Balls usually round off the first day of a new president’s office. After the oath of office, after the speeches, the parades, the concerts, the visit to the Arlington Military Cemetery and the first decrees, he and the first lady attend several balls on the same evening. But there is no normalcy in Washington this time. The balls failed because of the virus. The public appearances have been canceled because of the threat of right-wing terror. And the outgoing president has left the city without ever congratulating his successor on the election and without taking part in his inauguration at the Capitol, as is usual. On the morning of January 20, Trump held a separate ceremony with 21 gun salutes and another eulogy in front of a tiny crowd of loyal followers at a military airport on the outskirts.
“Can we hope?” Asks one participant
Biden avoids mentioning Trump’s name when addressing the Capitol. Nor does he mention any concrete political projects. Instead, he describes the crises that Trump knew nothing about and did not want to do anything about: the pandemic, the survival of the planet and white supremacy. The evening before, he held a ceremony for the more than 400,000 deaths of the pandemic. “Memory is part of mourning,” said Biden.
“Can we hope?” Asks a participant in the Zoom Ball. “FoxNews has been rushing all day,” replies one skeptic. Another complains that Republicans falsely claim that Biden is sick. But a former top official from the Obama administration argues that Biden made a fresh start on his first day: “We’re back in Paris. We’re back to the World Health Organization. And the financing of the construction of the wall is over. “
A psychotherapist in the group adds that with Trump’s departure, hatred has also disappeared. And a young woman, the daughter of a white mother and a black father, warns against paying attention to right-wing propaganda. “Who cares about FoxNews”, says the musician Sara Ghebremichael, “we won a victory. And we have elected a president who is sensitive to what the public is asking. We have to use that. “
President Joe Biden begins work in the Oval Office Photo: Evan Vucci / ap
The Zoom attendees wonder how seriously they must take the supporters of the conspiracy theory Qanon in the future. “They wanted to believe that Trump could stay in the White House even though he lost the election,” says one who has done anthropological studies of conspiracies. Another participant believed that the greatest threat to democracy is evangelical Christians. “We have 100 million of them,” says Larry Wilkerson, “40 to 50 percent of them are supporters of Trump. They are our American Taliban. “
Against deportations and an oil pipeline
Meanwhile, the White House is sending out a volley of press releases from the new president. They describe the decrees with which Biden begins his term in office.
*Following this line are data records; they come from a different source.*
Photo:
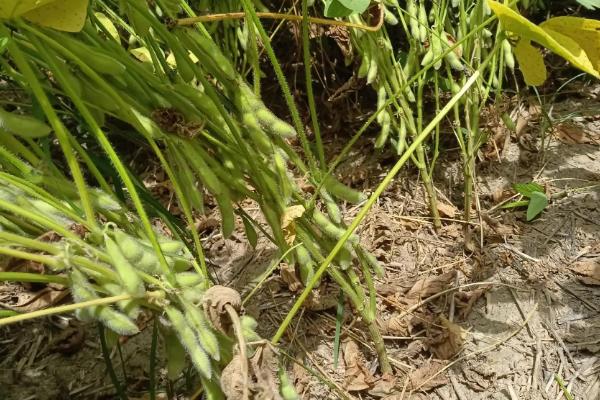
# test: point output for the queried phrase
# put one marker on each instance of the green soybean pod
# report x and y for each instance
(148, 262)
(372, 73)
(130, 307)
(373, 263)
(329, 229)
(204, 334)
(184, 64)
(436, 48)
(129, 278)
(390, 18)
(427, 58)
(131, 248)
(342, 191)
(306, 265)
(509, 58)
(288, 392)
(171, 246)
(188, 339)
(175, 354)
(331, 206)
(116, 321)
(363, 69)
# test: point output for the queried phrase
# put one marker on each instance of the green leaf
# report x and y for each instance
(516, 204)
(527, 189)
(335, 9)
(23, 125)
(537, 203)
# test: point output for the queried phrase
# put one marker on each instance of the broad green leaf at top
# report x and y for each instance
(553, 36)
(62, 15)
(344, 8)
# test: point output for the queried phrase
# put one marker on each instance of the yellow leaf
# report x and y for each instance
(531, 63)
(288, 222)
(142, 54)
(586, 32)
(65, 15)
(552, 40)
(108, 25)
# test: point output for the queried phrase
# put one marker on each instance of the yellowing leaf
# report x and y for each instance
(288, 222)
(108, 25)
(16, 8)
(586, 32)
(531, 63)
(65, 15)
(554, 41)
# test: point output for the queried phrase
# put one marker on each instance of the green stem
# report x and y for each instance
(101, 137)
(57, 125)
(287, 94)
(309, 88)
(34, 278)
(363, 212)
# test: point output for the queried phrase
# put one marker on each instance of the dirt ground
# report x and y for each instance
(519, 317)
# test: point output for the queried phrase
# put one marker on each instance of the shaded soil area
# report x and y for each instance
(515, 314)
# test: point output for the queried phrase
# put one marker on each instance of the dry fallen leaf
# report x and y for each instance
(357, 375)
(214, 301)
(44, 298)
(446, 210)
(426, 377)
(426, 287)
(464, 301)
(446, 343)
(588, 271)
(572, 134)
(384, 387)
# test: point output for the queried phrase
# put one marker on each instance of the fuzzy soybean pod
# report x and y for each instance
(436, 48)
(372, 72)
(288, 392)
(130, 247)
(509, 58)
(342, 191)
(129, 278)
(204, 334)
(329, 229)
(450, 56)
(188, 339)
(116, 321)
(130, 307)
(332, 208)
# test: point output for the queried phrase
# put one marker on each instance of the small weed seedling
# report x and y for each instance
(534, 198)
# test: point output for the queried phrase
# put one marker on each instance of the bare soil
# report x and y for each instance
(520, 317)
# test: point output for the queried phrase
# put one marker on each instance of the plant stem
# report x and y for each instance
(309, 88)
(57, 125)
(363, 212)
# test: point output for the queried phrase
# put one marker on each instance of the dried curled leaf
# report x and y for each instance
(214, 301)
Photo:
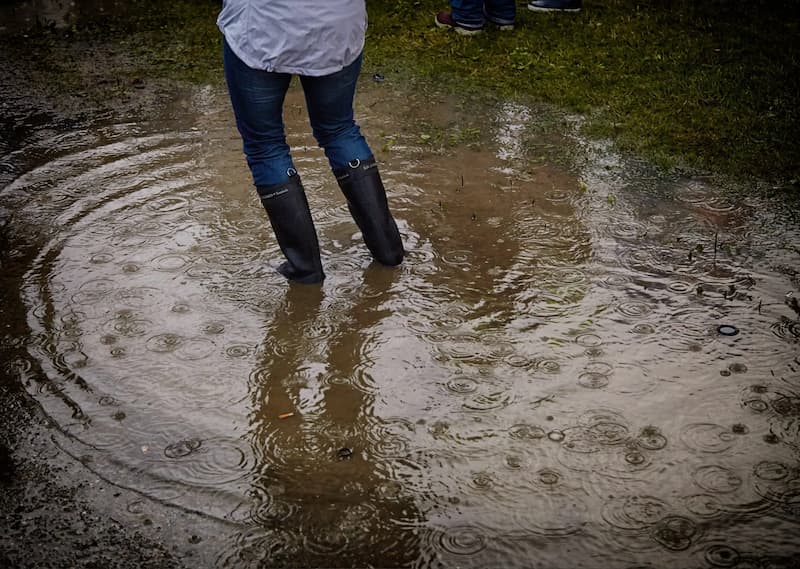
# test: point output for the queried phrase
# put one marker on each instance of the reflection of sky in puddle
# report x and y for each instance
(545, 366)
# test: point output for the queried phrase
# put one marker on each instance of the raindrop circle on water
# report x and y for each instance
(592, 380)
(634, 309)
(727, 330)
(722, 556)
(527, 432)
(462, 540)
(548, 477)
(182, 448)
(163, 343)
(674, 532)
(634, 512)
(651, 439)
(717, 479)
(643, 328)
(462, 385)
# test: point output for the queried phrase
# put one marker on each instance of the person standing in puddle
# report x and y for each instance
(264, 45)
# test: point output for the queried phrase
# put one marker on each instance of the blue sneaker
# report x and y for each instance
(555, 5)
(444, 19)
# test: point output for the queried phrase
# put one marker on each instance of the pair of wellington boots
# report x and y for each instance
(290, 217)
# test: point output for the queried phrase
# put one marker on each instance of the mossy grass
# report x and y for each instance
(712, 85)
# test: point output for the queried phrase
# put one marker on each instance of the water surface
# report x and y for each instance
(585, 365)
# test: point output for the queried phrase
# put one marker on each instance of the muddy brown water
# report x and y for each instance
(543, 383)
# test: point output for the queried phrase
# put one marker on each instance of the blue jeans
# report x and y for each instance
(471, 13)
(257, 98)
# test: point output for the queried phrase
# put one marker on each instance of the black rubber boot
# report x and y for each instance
(366, 198)
(290, 217)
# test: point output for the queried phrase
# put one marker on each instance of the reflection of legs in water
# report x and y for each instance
(323, 483)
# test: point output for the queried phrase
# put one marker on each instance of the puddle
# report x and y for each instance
(543, 378)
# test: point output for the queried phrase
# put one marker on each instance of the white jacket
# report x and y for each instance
(303, 37)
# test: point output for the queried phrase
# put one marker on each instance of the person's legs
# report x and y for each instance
(330, 109)
(257, 98)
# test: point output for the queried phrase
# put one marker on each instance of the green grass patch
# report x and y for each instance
(713, 85)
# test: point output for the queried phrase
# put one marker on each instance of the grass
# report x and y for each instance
(711, 85)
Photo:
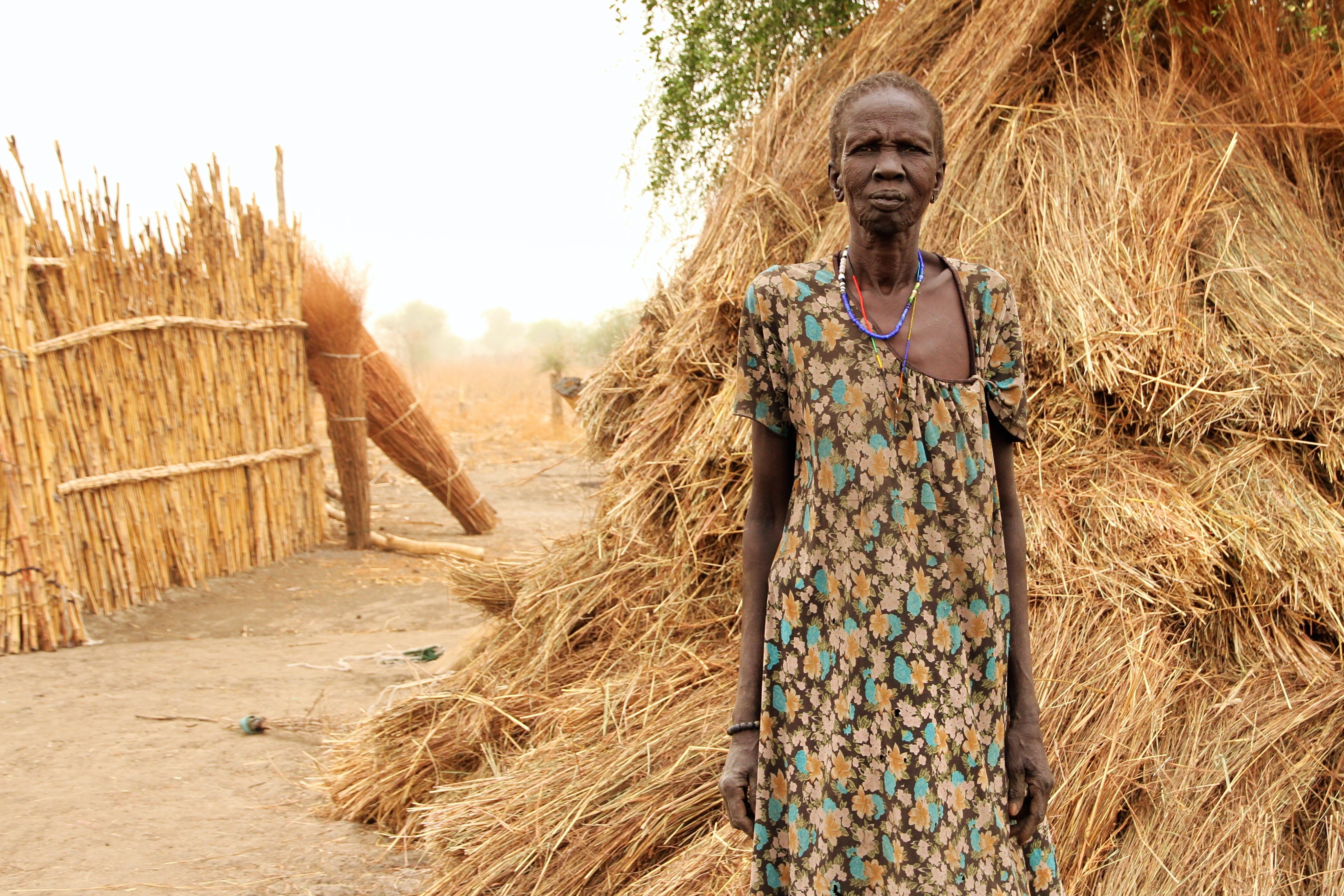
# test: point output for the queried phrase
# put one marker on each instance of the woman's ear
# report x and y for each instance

He wants to introduce a national mask requirement and standardize the fight against the virus. He wants to change immigration policy, want to interrupt deportations, pave the way for the legalization of paperless people and lift the entry ban from Muslim countries. And he wants to withdraw the building permit for the Keystone XL oil pipeline, ban gas and oil production in national parks and cancel other oil projects.
The decrees are not a guarantee of success. But they are the sure opportunity for a president with only a wafer-thin majority in Congress to put his plans into practice. As the Zoom Ball attendees debate whether these pledges are more solid than Barack Obama’s first day of office in January 2009 to close the Guantanamo detention center, a new beginning fireworks display begins over the Washington Channel. A look at the night sky over the capital lets you forget for a moment Trump’s legacies on the ground – the fences, roadblocks and the unchecked expansion of the pandemic – and the blockades that threaten the 46th President from Congress.